Make 'openArray' more flexible, 'openArray' can be part of objects. Expand the existing borrowing rule to ensure safety.

Introduce .invariant, .requires, .ensures pragmas that are ignored by Nim, but used by a new verification tool that uses the Z3 proof engine.

r3c (orginal) [2019-10-05T23:19:31+02:00] view original

mmmm TreeOfDepth benchmark :P

bpr (orginal) [2019-10-06T00:59:10+02:00] view original

Any update on newruntime status? It seems that the new GC is a bit of an admission of defeat on that front, or at least an admission that the new runtime won't be ready for use with async any time soon.

juancarlospaco (orginal) [2019-10-06T01:59:46+02:00] view original

The Developer Stream was cool, at least 1 a month would be nice to have.

Everything sounds good. 👍

Araq (orginal) [2019-10-06T07:07:58+02:00] view original

Any update on newruntime status? It seems that the new GC is a bit of an admission of defeat on that front, or at least an admission that the new runtime won't be ready for use with async any time soon.

Well good question. Let me try to untangle it: We have 2 ("araqsgc" and "newruntime") different, competing designs with much overlap in the implementation, both use the destructor based strings and seqs, for example. Both also focus on these goals (and more-or-less achieve them):

Work well with any heap size.

Work well with a shared heap.

Work well with clang's sanitizers and valgrind.

Whatever will support async first will "win" and so far araqsgc looks like it's winning, which means newruntime's importance will be downplayed to a new --gc:none switch for embedded development. If that happens, async should still support "newruntime", but it is not that important.

Ok, now what are the differences? How does "araqsgc" work? Will tell you later, I have to go now.

bpr (orginal) [2019-10-06T16:50:14+02:00] view original

I assume you've changed your mind about the other reasons for pursuing a solution without a tracing GC, that GCs have been a source of many hard to fix Nim issues, and that GCs don't play well with each other and you want Nim programs callable from other languages with their own runtimes, etc.

I don't follow the discussions on IRC or the videos, so this is a bit of a surprise to me. It seems like now you envision --newruntime as analogous to D's -betterC switch.

filcuc (orginal) [2019-10-06T21:41:41+02:00] view original

Can't wait to hear about the new gc

kodkuce (orginal) [2019-10-07T10:55:12+02:00] view original

i hope too --newruntime dosent get abandoned :)

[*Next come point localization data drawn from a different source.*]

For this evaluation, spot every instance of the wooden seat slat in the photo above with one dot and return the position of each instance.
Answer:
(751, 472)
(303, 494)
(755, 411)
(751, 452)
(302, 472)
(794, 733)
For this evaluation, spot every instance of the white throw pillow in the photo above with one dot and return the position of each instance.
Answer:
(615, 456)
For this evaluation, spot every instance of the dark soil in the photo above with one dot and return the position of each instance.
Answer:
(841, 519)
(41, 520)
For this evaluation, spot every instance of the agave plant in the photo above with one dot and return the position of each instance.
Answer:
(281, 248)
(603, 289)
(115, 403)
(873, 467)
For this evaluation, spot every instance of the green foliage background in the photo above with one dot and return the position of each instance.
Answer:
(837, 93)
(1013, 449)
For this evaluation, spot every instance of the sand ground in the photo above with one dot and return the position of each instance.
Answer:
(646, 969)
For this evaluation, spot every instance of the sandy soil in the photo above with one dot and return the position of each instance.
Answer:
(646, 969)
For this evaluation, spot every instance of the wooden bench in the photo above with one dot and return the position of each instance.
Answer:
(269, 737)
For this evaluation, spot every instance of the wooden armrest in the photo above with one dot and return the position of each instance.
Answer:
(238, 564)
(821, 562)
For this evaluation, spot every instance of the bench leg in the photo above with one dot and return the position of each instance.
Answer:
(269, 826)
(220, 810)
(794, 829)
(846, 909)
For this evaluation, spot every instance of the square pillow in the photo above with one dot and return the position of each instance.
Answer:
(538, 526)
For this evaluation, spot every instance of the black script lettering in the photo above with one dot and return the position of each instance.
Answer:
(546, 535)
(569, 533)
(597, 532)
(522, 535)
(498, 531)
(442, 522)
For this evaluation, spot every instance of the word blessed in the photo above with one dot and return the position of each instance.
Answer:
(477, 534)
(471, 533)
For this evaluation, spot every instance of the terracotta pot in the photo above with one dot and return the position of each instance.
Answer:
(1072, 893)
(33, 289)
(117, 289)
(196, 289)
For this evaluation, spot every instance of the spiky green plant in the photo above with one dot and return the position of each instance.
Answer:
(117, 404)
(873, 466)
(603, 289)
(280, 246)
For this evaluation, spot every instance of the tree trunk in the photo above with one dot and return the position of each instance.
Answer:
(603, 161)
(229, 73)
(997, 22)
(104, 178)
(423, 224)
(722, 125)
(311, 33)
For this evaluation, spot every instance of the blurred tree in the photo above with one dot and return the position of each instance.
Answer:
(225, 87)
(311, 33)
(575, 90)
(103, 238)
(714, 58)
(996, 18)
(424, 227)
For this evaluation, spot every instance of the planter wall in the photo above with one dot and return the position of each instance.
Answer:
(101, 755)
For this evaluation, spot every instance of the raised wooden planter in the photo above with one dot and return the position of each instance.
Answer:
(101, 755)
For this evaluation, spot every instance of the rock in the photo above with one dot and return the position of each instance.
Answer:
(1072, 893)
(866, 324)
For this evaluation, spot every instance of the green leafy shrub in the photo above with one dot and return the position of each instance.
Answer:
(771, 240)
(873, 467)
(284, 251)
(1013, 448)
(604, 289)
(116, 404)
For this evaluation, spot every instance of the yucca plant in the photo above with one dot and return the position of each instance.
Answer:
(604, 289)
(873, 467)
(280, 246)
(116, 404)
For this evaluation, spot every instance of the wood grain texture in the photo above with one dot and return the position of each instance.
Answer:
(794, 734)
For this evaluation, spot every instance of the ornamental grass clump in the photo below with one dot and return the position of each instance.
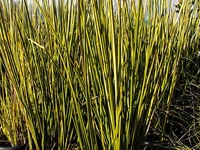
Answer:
(88, 77)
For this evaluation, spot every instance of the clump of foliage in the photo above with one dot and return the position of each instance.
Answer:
(88, 77)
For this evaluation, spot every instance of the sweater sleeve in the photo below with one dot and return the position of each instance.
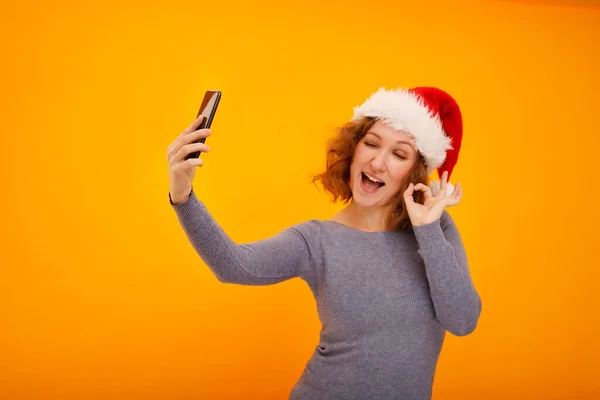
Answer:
(264, 262)
(456, 303)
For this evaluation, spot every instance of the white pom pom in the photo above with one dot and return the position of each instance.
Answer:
(435, 187)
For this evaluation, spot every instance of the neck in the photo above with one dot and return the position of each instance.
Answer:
(370, 219)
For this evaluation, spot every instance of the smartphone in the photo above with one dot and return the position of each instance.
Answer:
(208, 109)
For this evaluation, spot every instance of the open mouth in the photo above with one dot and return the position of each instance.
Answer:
(369, 184)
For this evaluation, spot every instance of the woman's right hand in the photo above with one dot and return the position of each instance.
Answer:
(182, 171)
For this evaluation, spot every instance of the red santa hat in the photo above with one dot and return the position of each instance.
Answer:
(430, 115)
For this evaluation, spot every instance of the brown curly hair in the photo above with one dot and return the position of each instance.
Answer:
(336, 178)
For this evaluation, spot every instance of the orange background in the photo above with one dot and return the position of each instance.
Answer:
(101, 295)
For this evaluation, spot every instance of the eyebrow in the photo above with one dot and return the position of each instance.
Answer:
(398, 142)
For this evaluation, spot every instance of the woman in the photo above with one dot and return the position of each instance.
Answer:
(389, 272)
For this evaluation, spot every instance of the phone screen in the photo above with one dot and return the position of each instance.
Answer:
(207, 109)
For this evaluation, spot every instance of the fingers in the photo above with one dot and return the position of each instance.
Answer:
(189, 148)
(425, 189)
(408, 199)
(183, 140)
(194, 126)
(443, 184)
(454, 199)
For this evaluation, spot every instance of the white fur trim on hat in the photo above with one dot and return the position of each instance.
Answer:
(406, 111)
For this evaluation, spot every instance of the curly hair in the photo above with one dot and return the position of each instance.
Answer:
(336, 178)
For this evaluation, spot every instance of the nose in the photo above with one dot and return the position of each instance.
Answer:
(378, 162)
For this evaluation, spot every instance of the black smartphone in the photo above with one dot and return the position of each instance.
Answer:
(208, 109)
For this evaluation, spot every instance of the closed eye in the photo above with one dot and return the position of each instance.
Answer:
(396, 154)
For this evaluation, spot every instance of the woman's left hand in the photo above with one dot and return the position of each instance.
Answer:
(423, 214)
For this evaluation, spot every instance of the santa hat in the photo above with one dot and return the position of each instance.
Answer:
(430, 115)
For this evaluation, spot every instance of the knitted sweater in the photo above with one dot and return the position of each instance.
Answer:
(385, 299)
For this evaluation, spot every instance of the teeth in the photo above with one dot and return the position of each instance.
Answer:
(374, 180)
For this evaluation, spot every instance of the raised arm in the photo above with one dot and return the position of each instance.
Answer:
(264, 262)
(456, 302)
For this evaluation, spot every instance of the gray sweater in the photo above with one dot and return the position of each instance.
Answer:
(384, 299)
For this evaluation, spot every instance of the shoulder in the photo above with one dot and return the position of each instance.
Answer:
(309, 230)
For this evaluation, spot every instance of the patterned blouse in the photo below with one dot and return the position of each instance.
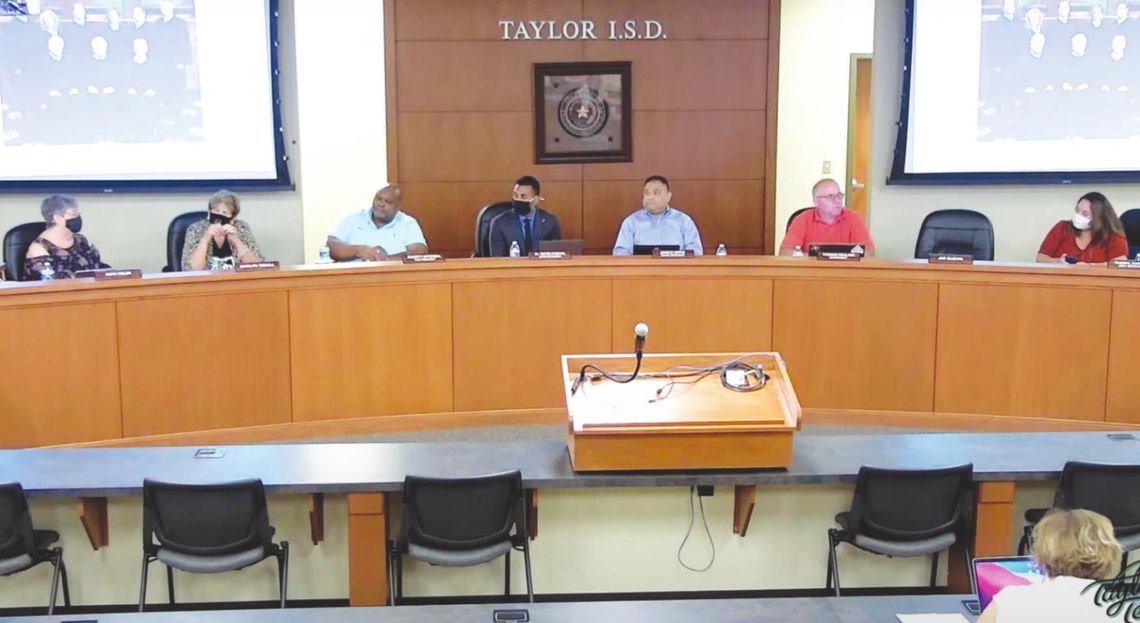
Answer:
(218, 258)
(81, 256)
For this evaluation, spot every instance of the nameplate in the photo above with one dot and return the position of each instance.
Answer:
(421, 258)
(111, 274)
(254, 266)
(550, 255)
(951, 258)
(673, 253)
(830, 256)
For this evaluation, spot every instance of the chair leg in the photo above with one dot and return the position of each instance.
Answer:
(506, 576)
(934, 571)
(63, 576)
(526, 563)
(55, 582)
(283, 571)
(832, 536)
(146, 566)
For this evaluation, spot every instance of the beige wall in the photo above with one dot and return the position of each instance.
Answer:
(1020, 215)
(816, 40)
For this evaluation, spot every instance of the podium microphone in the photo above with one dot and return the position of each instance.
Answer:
(641, 330)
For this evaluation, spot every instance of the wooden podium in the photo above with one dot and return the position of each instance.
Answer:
(695, 423)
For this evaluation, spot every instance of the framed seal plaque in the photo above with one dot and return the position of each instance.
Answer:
(583, 113)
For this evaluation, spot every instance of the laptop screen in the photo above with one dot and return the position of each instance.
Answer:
(991, 575)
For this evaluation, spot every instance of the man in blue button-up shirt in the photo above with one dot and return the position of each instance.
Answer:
(657, 224)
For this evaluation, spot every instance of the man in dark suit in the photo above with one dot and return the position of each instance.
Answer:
(527, 224)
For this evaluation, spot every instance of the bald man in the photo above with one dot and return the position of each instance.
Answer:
(828, 223)
(377, 233)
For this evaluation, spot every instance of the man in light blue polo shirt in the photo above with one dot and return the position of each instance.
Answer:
(377, 233)
(657, 224)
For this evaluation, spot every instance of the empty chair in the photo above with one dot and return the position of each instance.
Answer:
(208, 528)
(15, 248)
(958, 232)
(176, 239)
(1110, 490)
(462, 522)
(22, 547)
(483, 226)
(796, 213)
(1131, 221)
(904, 514)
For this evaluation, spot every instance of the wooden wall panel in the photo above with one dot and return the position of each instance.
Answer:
(694, 315)
(1123, 363)
(356, 353)
(702, 100)
(471, 147)
(472, 19)
(226, 362)
(59, 366)
(687, 18)
(692, 145)
(710, 82)
(447, 211)
(1023, 350)
(724, 208)
(861, 345)
(473, 75)
(510, 337)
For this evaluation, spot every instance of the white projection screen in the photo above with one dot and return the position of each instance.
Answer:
(1019, 91)
(139, 95)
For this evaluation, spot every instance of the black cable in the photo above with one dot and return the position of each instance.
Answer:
(692, 519)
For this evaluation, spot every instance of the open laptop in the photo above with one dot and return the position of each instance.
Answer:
(836, 248)
(571, 247)
(991, 575)
(648, 249)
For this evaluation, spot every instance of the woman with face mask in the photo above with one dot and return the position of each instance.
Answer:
(1092, 236)
(220, 241)
(60, 247)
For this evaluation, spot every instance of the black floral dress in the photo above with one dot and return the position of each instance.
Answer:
(81, 256)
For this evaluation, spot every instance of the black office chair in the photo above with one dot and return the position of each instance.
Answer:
(1110, 490)
(1131, 220)
(22, 547)
(958, 232)
(176, 239)
(483, 226)
(208, 528)
(905, 514)
(15, 248)
(796, 213)
(462, 522)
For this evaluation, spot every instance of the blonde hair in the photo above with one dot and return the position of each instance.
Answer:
(1079, 543)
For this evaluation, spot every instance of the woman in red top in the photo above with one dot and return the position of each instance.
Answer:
(1092, 236)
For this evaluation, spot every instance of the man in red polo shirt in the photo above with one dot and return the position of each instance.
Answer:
(829, 223)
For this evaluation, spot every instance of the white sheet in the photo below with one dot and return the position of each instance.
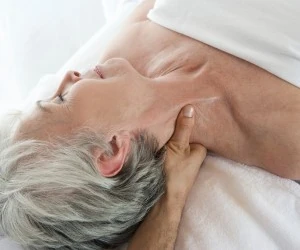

GordonBGood (orginal) [2019-10-21T08:45:18+02:00] view original

@Araq:

Ok, now what are the differences? How does "araqsgc" work? Will tell you later, I have to go now.

I've been checking this thread for answers for the past two weeks since this post appeared and there haven't been any, so I have researched your "araqsgc" project to find the following (part of what I think I found is posted in the "types of gc" thread):

As per that thread, the "--gc:destructors" compiler option is intended so that custom implementations of memory management/garbage collection/allocators can be "hooked" in using the available (but undocumented) newObjHook and traverseObjHook.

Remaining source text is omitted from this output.